Bug 1768 – CTFE: cant ~= an array literal to an unitinitialized array
Status
RESOLVED
Resolution
FIXED
Severity
normal
Priority
P2
Component
dmd
Product
D
Version
D1 (retired)
Platform
x86
OS
Windows
Creation time
2008-01-03T03:06:00Z
Last change time
2014-02-24T15:32:04Z
Keywords
rejects-valid
Assigned to
bugzilla
Creator
clugdbug
Comments
Comment #0 by clugdbug — 2008-01-03T03:06:11Z
The bug is illustrated in case (c). Case (d) shows a workaround: explicitly initialize the array with [].
---------
char [] foo()
{
char [] a;
a ~="abc"; // ok
char [][] b;
b ~= "abc"; // ok
char [][][] c;
c ~= ["abc", "def"]; // Error: cannot eval at compile time
char [][][] d = [];
d ~= ["abc", "def"]; // ok
return "abc";
}
const xx = foo();
Comment #1 by gide — 2008-04-28T10:02:30Z
*** Bug 2009 has been marked as a duplicate of this bug. ***
Comment #2 by bugzilla — 2008-06-15T19:22:24Z
Works in dmd 1.030 and 2.014 (after replaceing all char[] with string).
Comment #3 by samukha — 2008-06-16T02:13:08Z
Please recheck. Both compilers fail for me.
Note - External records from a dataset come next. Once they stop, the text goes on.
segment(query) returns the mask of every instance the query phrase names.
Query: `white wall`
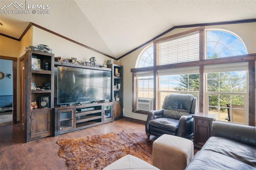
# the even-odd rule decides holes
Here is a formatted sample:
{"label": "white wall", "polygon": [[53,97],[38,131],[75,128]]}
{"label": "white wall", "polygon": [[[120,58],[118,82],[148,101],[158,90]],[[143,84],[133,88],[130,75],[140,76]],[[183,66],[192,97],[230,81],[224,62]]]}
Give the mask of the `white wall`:
{"label": "white wall", "polygon": [[[176,29],[162,36],[165,37],[192,30],[195,28]],[[248,53],[256,53],[256,23],[227,24],[205,27],[205,29],[218,28],[231,31],[239,36],[244,41]],[[120,59],[124,69],[124,106],[126,111],[126,117],[146,121],[147,115],[132,113],[132,74],[131,69],[135,68],[136,61],[140,53],[151,42],[137,49]]]}
{"label": "white wall", "polygon": [[[4,77],[0,80],[0,95],[12,95],[12,61],[0,59],[0,71],[4,73]],[[10,74],[11,78],[7,77],[8,74]]]}

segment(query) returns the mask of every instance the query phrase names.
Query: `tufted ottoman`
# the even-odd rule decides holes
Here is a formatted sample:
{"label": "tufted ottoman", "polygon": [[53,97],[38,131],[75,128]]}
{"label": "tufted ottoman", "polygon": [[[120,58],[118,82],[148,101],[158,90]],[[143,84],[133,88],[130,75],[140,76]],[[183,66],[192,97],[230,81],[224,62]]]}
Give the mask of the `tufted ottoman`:
{"label": "tufted ottoman", "polygon": [[153,143],[153,165],[161,170],[184,170],[193,157],[189,139],[164,134]]}
{"label": "tufted ottoman", "polygon": [[147,169],[160,170],[136,157],[128,154],[114,162],[103,170]]}

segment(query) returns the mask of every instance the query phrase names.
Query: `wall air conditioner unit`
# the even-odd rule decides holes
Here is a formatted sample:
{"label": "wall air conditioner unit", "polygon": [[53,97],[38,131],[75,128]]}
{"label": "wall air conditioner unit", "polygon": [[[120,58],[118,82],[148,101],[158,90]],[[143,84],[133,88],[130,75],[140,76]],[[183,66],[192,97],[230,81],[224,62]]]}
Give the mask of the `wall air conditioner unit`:
{"label": "wall air conditioner unit", "polygon": [[138,98],[137,101],[137,110],[150,111],[153,109],[153,99]]}

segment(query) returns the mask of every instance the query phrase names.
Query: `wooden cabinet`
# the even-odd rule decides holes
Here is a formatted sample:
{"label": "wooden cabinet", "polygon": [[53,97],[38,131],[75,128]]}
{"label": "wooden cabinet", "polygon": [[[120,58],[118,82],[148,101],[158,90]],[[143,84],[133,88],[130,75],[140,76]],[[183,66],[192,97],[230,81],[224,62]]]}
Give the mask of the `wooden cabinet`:
{"label": "wooden cabinet", "polygon": [[[53,113],[54,88],[54,54],[37,51],[27,50],[20,58],[24,63],[22,70],[21,98],[24,107],[25,136],[31,140],[53,134]],[[45,67],[46,63],[47,67]],[[40,89],[34,88],[36,86]],[[31,108],[36,102],[37,108]]]}
{"label": "wooden cabinet", "polygon": [[117,64],[108,65],[108,67],[112,69],[112,93],[114,119],[123,117],[123,66]]}
{"label": "wooden cabinet", "polygon": [[31,139],[51,135],[51,110],[31,112]]}
{"label": "wooden cabinet", "polygon": [[58,120],[57,122],[58,131],[68,130],[74,128],[74,109],[60,110],[55,114],[58,117],[56,119]]}
{"label": "wooden cabinet", "polygon": [[54,136],[113,121],[112,102],[56,106]]}
{"label": "wooden cabinet", "polygon": [[206,140],[212,136],[212,121],[216,115],[199,113],[194,118],[194,144],[195,148],[201,149]]}

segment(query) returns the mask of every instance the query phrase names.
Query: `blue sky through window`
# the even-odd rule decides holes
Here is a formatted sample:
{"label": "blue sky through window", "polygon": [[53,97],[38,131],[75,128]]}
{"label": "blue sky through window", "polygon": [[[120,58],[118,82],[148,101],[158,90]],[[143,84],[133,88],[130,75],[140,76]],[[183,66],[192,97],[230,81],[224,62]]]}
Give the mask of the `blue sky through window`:
{"label": "blue sky through window", "polygon": [[240,39],[222,31],[206,32],[206,58],[215,53],[219,57],[247,54],[246,48]]}

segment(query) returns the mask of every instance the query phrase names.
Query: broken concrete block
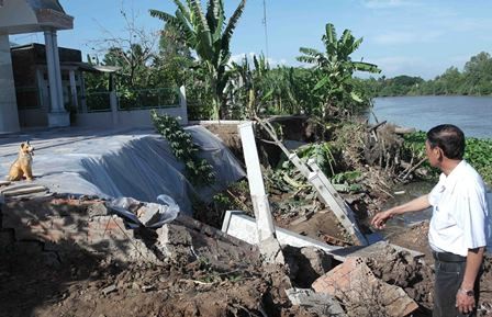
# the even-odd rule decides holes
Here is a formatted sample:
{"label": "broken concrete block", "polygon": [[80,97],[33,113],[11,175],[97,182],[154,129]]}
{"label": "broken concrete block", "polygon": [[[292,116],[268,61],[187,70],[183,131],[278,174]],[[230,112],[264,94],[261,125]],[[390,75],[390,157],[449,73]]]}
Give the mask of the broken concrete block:
{"label": "broken concrete block", "polygon": [[303,306],[318,316],[345,317],[347,316],[338,301],[326,293],[314,293],[310,288],[286,290],[292,305]]}
{"label": "broken concrete block", "polygon": [[332,257],[315,247],[295,248],[283,246],[289,276],[300,287],[311,287],[317,278],[332,269]]}
{"label": "broken concrete block", "polygon": [[112,284],[109,285],[108,287],[102,288],[102,294],[108,295],[110,293],[116,292],[118,287],[116,285]]}
{"label": "broken concrete block", "polygon": [[108,216],[108,208],[103,202],[93,203],[87,207],[89,217]]}
{"label": "broken concrete block", "polygon": [[280,244],[275,237],[261,240],[259,242],[259,251],[262,256],[264,261],[267,263],[286,263]]}
{"label": "broken concrete block", "polygon": [[148,204],[148,206],[138,208],[137,217],[145,227],[149,227],[159,220],[159,205]]}
{"label": "broken concrete block", "polygon": [[317,279],[312,287],[317,293],[340,298],[350,316],[400,317],[418,307],[401,287],[378,280],[361,258],[347,258]]}

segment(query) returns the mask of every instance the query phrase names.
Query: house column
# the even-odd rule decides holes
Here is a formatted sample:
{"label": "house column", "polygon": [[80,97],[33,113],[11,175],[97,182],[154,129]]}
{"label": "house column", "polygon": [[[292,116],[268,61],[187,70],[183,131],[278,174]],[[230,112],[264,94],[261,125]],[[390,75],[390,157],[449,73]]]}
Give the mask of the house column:
{"label": "house column", "polygon": [[0,34],[0,133],[18,131],[19,113],[9,35]]}
{"label": "house column", "polygon": [[46,44],[46,64],[48,68],[51,107],[48,113],[48,126],[69,126],[70,115],[64,107],[64,92],[62,88],[62,72],[59,67],[58,43],[56,31],[44,32]]}
{"label": "house column", "polygon": [[71,104],[79,110],[79,100],[77,98],[77,82],[75,81],[75,70],[70,69],[68,72],[70,77],[70,93],[71,93]]}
Other people was having the issue too.
dmd 1.030:
char [] foo()
{
char [][][] c;
c ~= ["abc", "def"]; // Error: cannot eval at compile time
return null;
}
const xx = foo();
dmd 2.014:
char [] foo()
{
string[][] c;
c ~= ["abc", "def"]; // Error: cannot eval at compile time
return null;
}
const xx = foo();
Comment #4 by samukha — 2008-06-17T10:09:10Z
While you are at it, please ensure that this works too:
(For dmd 1.030)
char[][] foo(char[][] a = null)
{
a ~= ["oops"];
return a;
}
static assert(foo()[0] == "oops");
Comment #5 by smjg — 2008-11-21T15:20:59Z
Cannot reproduce on 1.026 or 2.019. Is anyone else still seeing this problem?
Comment #6 by smjg — 2008-11-21T15:24:35Z
*** Bug 2009 has been marked as a duplicate of this bug. ***
Comment #7 by samukha — 2008-11-24T07:25:49Z
These seem to have been fixed except for the one with null as default argument but it's a different bug. And there are still bugs related to uninitialized arrays in structs.
Comment #8 by clugdbug — 2008-11-25T06:48:48Z
For what it's worth, I can also confirm that this is fixed.